You can find relate codes here: HMSHandler.java#L991, HMSHandler.java#L181
If we don't call shutdown, after HMSHandler is released, as PersistenceManager is not removed from cache, it would never be garbage collected, which could cause memory leak from HMS side(If the hive version is lower than 2.1). You can find a similar issue HIVE-14187(Client side not call MetaStoreClient#close, which calls shutdown to remove all cache)
Thanks for the pointers.
Seems we can call client.shutdown()
and we should ignore (probably logging) any errors resulting from it.
Is it possible that the call blocks though, or takes long? Especially for HMS >= 2.1, which doesn't need the call?
Thank you for raising your concerns.
After check the HMS codes, I don't think it could block the call, also, spark will always call shutdown when it disconnects with HMS.
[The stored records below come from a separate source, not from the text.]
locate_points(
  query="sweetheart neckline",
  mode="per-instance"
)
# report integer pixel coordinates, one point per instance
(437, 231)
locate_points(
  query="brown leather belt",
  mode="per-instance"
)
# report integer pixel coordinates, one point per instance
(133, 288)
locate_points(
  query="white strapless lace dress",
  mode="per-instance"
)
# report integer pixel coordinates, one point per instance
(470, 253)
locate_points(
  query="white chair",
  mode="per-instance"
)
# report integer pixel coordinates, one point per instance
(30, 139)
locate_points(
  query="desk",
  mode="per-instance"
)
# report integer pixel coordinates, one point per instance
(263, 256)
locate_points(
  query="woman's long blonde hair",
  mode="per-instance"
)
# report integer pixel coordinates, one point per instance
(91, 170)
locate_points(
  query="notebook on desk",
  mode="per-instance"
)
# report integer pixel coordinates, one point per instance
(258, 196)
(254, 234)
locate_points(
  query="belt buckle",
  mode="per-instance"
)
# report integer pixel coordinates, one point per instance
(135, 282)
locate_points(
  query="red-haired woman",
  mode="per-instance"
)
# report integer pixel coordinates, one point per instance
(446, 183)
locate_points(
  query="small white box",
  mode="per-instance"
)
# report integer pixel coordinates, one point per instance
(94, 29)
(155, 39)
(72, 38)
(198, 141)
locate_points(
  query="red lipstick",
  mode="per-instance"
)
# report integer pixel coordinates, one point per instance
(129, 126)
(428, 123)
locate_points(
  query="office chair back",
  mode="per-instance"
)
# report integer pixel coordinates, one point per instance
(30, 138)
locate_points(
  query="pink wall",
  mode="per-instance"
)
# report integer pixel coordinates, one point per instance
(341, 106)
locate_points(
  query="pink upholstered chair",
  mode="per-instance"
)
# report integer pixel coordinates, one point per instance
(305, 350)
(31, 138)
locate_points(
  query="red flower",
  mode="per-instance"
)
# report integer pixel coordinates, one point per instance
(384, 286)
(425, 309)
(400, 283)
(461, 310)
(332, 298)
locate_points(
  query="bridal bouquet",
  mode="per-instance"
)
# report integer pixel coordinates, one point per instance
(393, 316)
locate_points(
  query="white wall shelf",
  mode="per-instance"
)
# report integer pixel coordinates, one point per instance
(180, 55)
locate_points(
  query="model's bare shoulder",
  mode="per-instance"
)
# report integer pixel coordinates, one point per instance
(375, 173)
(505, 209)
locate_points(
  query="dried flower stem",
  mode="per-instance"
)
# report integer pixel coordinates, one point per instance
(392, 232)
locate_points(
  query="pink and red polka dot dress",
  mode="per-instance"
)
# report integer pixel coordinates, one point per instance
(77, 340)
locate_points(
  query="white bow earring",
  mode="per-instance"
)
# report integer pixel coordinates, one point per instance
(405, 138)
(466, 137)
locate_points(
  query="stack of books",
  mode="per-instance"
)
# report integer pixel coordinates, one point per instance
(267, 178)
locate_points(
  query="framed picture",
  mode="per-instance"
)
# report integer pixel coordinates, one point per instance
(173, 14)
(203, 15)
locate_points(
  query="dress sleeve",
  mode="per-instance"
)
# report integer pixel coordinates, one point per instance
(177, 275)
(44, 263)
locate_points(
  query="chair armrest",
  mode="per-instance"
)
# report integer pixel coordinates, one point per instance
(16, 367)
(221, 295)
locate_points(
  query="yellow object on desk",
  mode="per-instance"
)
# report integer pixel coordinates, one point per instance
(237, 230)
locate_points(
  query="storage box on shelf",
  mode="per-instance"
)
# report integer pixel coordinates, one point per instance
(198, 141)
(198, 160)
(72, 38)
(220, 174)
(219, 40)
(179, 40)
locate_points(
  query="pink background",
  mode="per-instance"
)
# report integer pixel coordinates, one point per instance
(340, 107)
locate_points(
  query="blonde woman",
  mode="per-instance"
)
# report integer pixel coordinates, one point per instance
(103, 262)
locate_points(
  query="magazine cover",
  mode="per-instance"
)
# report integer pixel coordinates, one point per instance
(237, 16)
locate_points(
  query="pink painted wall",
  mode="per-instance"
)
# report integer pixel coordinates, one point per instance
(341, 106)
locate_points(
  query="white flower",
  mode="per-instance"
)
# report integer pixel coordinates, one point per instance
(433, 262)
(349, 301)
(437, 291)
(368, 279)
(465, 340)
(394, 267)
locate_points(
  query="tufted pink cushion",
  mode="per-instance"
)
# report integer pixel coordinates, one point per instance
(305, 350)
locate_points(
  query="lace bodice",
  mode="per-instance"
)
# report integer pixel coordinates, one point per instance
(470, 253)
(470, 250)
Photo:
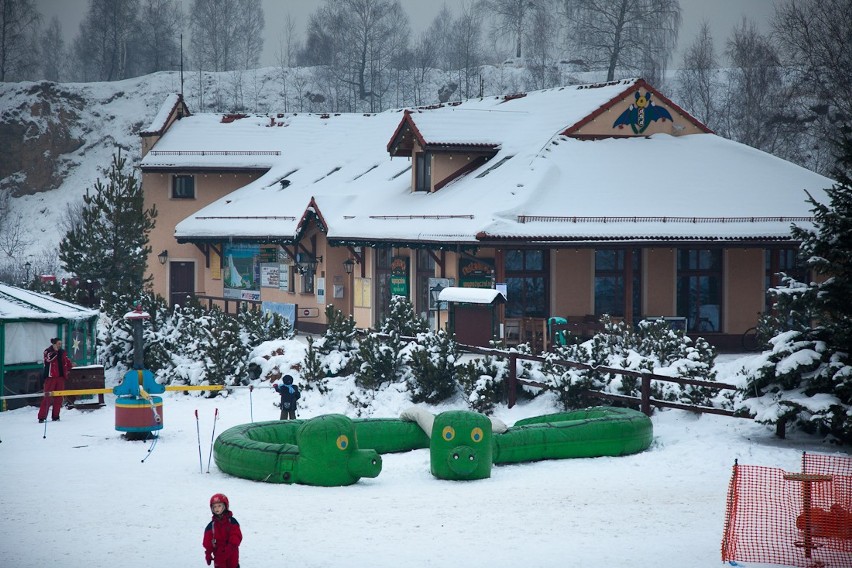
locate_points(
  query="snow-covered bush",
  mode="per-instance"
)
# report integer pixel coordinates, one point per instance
(433, 368)
(483, 381)
(402, 319)
(806, 380)
(313, 369)
(652, 347)
(380, 360)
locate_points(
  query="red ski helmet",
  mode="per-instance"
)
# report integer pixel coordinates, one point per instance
(219, 498)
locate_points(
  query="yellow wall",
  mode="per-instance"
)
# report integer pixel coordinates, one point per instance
(572, 282)
(659, 282)
(208, 188)
(744, 294)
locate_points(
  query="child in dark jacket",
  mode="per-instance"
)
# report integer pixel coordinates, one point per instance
(289, 395)
(223, 536)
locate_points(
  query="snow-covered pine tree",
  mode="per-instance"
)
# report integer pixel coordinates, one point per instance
(433, 368)
(807, 377)
(402, 319)
(110, 244)
(224, 353)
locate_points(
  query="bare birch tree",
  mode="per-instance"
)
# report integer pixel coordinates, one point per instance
(466, 48)
(158, 35)
(52, 53)
(541, 44)
(755, 90)
(19, 24)
(102, 47)
(699, 91)
(631, 35)
(226, 34)
(513, 18)
(815, 41)
(357, 40)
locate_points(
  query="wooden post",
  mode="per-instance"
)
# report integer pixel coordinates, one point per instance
(646, 395)
(512, 382)
(807, 479)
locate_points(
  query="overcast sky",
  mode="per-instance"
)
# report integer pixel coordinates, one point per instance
(722, 15)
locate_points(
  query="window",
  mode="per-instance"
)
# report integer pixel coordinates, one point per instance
(782, 260)
(425, 271)
(526, 283)
(308, 282)
(612, 275)
(383, 278)
(699, 289)
(183, 187)
(423, 171)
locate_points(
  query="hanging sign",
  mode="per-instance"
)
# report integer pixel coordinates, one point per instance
(476, 272)
(399, 276)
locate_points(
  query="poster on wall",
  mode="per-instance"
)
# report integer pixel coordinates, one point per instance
(270, 275)
(476, 272)
(215, 265)
(284, 277)
(399, 276)
(363, 293)
(320, 290)
(286, 311)
(241, 273)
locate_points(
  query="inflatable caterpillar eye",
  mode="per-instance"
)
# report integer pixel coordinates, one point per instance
(343, 441)
(448, 433)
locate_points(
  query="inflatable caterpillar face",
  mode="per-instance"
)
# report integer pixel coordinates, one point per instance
(461, 446)
(329, 454)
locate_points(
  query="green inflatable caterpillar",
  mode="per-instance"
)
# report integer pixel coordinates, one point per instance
(333, 450)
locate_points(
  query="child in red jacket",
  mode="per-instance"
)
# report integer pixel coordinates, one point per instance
(56, 368)
(222, 537)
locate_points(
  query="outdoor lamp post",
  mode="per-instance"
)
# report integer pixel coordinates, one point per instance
(435, 292)
(310, 264)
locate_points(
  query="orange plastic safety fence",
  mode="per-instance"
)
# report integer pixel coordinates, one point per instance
(795, 519)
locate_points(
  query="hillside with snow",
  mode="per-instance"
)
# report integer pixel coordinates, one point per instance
(61, 136)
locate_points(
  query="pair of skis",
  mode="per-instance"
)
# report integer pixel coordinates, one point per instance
(212, 435)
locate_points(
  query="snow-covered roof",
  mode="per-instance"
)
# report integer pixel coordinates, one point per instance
(539, 186)
(19, 304)
(159, 123)
(470, 295)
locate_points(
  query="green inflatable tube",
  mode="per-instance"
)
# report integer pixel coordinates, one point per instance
(333, 450)
(593, 432)
(320, 451)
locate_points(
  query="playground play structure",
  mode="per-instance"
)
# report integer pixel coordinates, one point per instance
(795, 519)
(334, 450)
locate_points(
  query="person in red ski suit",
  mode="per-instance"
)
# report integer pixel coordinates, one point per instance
(223, 536)
(56, 365)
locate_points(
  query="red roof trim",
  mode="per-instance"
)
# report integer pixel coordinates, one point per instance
(178, 102)
(300, 226)
(640, 83)
(406, 120)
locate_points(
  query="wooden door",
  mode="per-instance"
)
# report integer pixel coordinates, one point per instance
(473, 324)
(181, 282)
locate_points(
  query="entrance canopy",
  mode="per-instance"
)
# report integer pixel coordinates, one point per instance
(471, 295)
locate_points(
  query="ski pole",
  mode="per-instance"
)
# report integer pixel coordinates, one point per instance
(215, 417)
(151, 449)
(50, 408)
(198, 431)
(251, 406)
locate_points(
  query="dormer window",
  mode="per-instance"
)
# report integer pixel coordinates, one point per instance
(423, 171)
(183, 187)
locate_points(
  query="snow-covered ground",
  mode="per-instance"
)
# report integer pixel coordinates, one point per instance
(83, 497)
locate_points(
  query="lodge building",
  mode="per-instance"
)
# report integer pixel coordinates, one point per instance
(574, 202)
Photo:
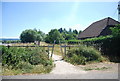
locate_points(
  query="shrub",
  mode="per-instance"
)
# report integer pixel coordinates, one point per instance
(25, 59)
(83, 54)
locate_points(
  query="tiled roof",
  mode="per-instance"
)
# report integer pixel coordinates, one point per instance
(97, 27)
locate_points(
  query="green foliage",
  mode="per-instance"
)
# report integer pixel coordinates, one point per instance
(30, 35)
(116, 31)
(10, 41)
(17, 58)
(83, 55)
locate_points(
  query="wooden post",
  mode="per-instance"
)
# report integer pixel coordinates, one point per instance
(8, 46)
(65, 51)
(48, 51)
(61, 50)
(53, 48)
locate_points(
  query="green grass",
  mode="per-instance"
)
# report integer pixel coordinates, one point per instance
(25, 60)
(83, 55)
(102, 68)
(36, 69)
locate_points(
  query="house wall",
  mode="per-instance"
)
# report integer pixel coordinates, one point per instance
(106, 31)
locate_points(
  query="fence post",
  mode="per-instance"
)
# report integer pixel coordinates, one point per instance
(65, 51)
(48, 51)
(53, 48)
(61, 49)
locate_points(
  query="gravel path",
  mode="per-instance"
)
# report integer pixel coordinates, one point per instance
(62, 67)
(64, 70)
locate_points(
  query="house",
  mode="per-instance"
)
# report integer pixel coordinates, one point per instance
(98, 28)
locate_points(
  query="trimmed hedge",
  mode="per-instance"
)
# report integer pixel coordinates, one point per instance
(83, 54)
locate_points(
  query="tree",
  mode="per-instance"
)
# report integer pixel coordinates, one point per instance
(28, 35)
(60, 30)
(75, 31)
(54, 35)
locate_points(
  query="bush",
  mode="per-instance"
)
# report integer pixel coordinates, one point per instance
(83, 55)
(25, 59)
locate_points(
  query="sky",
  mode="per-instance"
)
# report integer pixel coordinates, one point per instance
(19, 16)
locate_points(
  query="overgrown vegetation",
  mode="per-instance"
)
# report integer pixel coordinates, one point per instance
(107, 45)
(10, 41)
(25, 60)
(83, 55)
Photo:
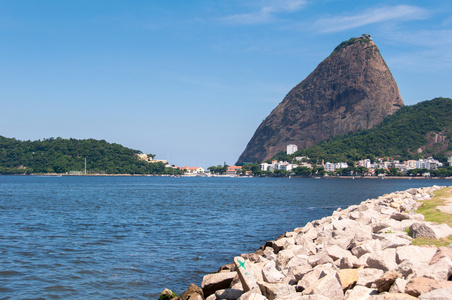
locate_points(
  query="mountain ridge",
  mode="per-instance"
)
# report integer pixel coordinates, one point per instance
(349, 90)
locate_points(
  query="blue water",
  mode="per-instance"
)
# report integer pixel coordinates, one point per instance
(131, 237)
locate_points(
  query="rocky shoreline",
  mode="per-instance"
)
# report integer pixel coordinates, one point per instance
(362, 252)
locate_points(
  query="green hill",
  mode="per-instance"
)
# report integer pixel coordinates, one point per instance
(65, 155)
(420, 130)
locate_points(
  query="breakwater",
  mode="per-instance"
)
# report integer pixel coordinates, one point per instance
(362, 252)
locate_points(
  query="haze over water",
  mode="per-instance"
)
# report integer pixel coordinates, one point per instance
(131, 237)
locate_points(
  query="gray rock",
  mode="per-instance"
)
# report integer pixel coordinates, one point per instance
(319, 259)
(398, 286)
(228, 294)
(360, 293)
(336, 252)
(251, 296)
(391, 240)
(328, 286)
(385, 282)
(297, 260)
(246, 275)
(311, 277)
(441, 270)
(218, 281)
(384, 260)
(442, 252)
(270, 273)
(192, 289)
(438, 294)
(282, 258)
(275, 290)
(400, 216)
(348, 262)
(366, 247)
(298, 272)
(366, 277)
(414, 254)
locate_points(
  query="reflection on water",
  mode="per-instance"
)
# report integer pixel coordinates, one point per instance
(131, 237)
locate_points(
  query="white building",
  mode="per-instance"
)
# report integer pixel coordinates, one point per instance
(291, 149)
(365, 163)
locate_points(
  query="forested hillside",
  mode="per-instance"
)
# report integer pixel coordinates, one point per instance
(65, 155)
(416, 131)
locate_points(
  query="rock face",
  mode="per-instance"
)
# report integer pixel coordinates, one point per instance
(352, 89)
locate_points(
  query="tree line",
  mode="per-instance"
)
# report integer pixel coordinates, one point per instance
(58, 155)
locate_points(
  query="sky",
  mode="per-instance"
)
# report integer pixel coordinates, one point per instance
(190, 81)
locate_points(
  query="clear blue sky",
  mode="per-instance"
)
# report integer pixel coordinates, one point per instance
(190, 81)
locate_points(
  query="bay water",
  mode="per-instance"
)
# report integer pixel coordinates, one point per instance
(131, 237)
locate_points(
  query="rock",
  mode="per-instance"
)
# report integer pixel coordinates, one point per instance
(299, 271)
(228, 294)
(197, 296)
(438, 294)
(328, 286)
(391, 240)
(252, 296)
(192, 289)
(320, 258)
(271, 274)
(336, 252)
(440, 253)
(167, 295)
(393, 296)
(368, 276)
(360, 293)
(400, 216)
(298, 260)
(275, 290)
(414, 254)
(348, 262)
(246, 275)
(398, 286)
(441, 270)
(366, 247)
(217, 281)
(383, 260)
(309, 278)
(385, 282)
(347, 278)
(420, 285)
(328, 103)
(282, 258)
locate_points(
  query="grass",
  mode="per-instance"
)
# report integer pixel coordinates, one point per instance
(432, 214)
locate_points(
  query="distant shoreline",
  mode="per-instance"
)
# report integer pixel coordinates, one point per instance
(225, 176)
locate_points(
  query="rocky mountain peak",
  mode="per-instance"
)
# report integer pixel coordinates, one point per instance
(351, 89)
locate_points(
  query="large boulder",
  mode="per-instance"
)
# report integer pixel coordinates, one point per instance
(420, 285)
(415, 254)
(217, 281)
(360, 293)
(384, 260)
(193, 289)
(385, 282)
(228, 294)
(274, 291)
(271, 274)
(368, 276)
(438, 294)
(328, 286)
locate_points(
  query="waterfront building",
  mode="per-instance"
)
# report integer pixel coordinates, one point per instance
(291, 149)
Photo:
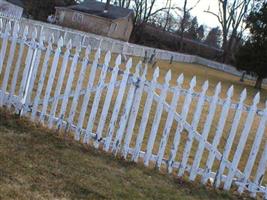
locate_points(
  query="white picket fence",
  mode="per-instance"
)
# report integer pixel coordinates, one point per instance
(106, 106)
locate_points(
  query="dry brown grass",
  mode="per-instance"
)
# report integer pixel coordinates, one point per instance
(37, 164)
(189, 70)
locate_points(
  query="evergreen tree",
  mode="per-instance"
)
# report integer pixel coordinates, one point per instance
(251, 57)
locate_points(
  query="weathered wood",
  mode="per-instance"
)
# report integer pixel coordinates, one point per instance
(242, 142)
(59, 85)
(18, 65)
(126, 111)
(101, 83)
(72, 72)
(107, 102)
(191, 135)
(134, 112)
(5, 38)
(51, 79)
(205, 133)
(255, 149)
(145, 116)
(180, 126)
(76, 96)
(261, 169)
(169, 121)
(117, 106)
(42, 77)
(157, 118)
(10, 60)
(218, 134)
(87, 95)
(230, 139)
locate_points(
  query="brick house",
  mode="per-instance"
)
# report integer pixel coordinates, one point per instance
(96, 17)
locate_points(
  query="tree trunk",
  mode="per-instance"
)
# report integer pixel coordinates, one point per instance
(243, 77)
(258, 83)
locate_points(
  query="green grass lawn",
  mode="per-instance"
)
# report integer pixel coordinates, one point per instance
(37, 164)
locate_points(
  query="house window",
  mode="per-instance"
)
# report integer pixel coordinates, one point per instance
(77, 17)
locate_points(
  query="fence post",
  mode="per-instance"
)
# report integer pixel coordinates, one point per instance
(29, 73)
(169, 121)
(180, 126)
(156, 121)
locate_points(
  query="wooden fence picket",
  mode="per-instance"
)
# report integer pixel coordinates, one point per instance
(126, 111)
(107, 102)
(169, 121)
(101, 82)
(35, 65)
(195, 122)
(67, 91)
(218, 134)
(63, 69)
(207, 126)
(230, 139)
(42, 77)
(5, 37)
(24, 58)
(51, 79)
(242, 142)
(10, 60)
(27, 70)
(117, 105)
(180, 126)
(134, 112)
(157, 119)
(87, 95)
(261, 170)
(255, 149)
(18, 65)
(145, 116)
(79, 86)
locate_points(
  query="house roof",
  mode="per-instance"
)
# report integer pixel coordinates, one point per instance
(97, 8)
(17, 3)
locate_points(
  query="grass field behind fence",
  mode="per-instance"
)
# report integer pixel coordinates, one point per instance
(189, 70)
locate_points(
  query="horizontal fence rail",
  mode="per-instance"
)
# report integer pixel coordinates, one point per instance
(120, 47)
(111, 105)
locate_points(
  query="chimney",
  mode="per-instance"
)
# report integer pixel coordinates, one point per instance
(107, 6)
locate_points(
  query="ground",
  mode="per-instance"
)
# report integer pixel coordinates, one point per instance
(37, 164)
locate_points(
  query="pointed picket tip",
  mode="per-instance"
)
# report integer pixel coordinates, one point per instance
(98, 54)
(118, 60)
(8, 27)
(107, 57)
(156, 74)
(129, 64)
(168, 77)
(180, 80)
(16, 29)
(138, 69)
(230, 91)
(69, 44)
(256, 99)
(1, 24)
(52, 38)
(25, 32)
(87, 50)
(243, 95)
(144, 72)
(60, 42)
(218, 88)
(205, 86)
(193, 82)
(34, 34)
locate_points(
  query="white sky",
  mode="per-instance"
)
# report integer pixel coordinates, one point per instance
(203, 18)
I think there could be another issue we should take into consideration. We upgrade HMS version to 3.1 in our production environment, and found presto become slower when build connection with HMS. After traced some methods, it showed that HMS need to initialize rawStore when new connections coming(as lower version of HMS will not auto close rawStore, neither from presto side, so the rawStore could be cached into threadLocal and be reused).
Anyway, I think we should call client.shutdown from presto side first, and for the performance issue above, we can construct a connection pool with HMS from presto side, or raise a ticket for Hive, let them fix it.
I think there could be another issue we should take into consideration. We upgrade HMS version to 3.1 in our production environment, and found presto become slower when build connection with HMS. After traced some methods, it showed that HMS need to initialize rawStore when new connections coming(as lower version of HMS will not auto close rawStore, neither from presto side, so the rawStore could be cached into threadLocal and be reused).
cc @kokosing @electrum
@kokosing @electrum gentle ping...
We have a abstract layer, ThriftHiveMetastoreClient to wrap hive metastore client, but it seems not close hive metastore client correctly. In HiveMetaStoreClient, it first call shutdown to clean rawStore and some other threadlocal configures. can see here: https://github.com/apache/hive/blob/817ff27e96ecfce6c70c5850830e55a6e6f37da6/standalone-metastore/metastore-common/src/main/java/org/apache/hadoop/hive/metastore/HiveMetaStoreClient.java#L824 but we only call transport.close() to close port
can see: https://github.com/trinodb/trino/blob/fd878a6a71cb485acae9be4dbbb20c29147427a9/plugin/trino-hive/src/main/java/io/trino/plugin/hive/metastore/thrift/ThriftHiveMetastoreClient.java#L107
Are there any other concerns we close client like this, or might just a mistake?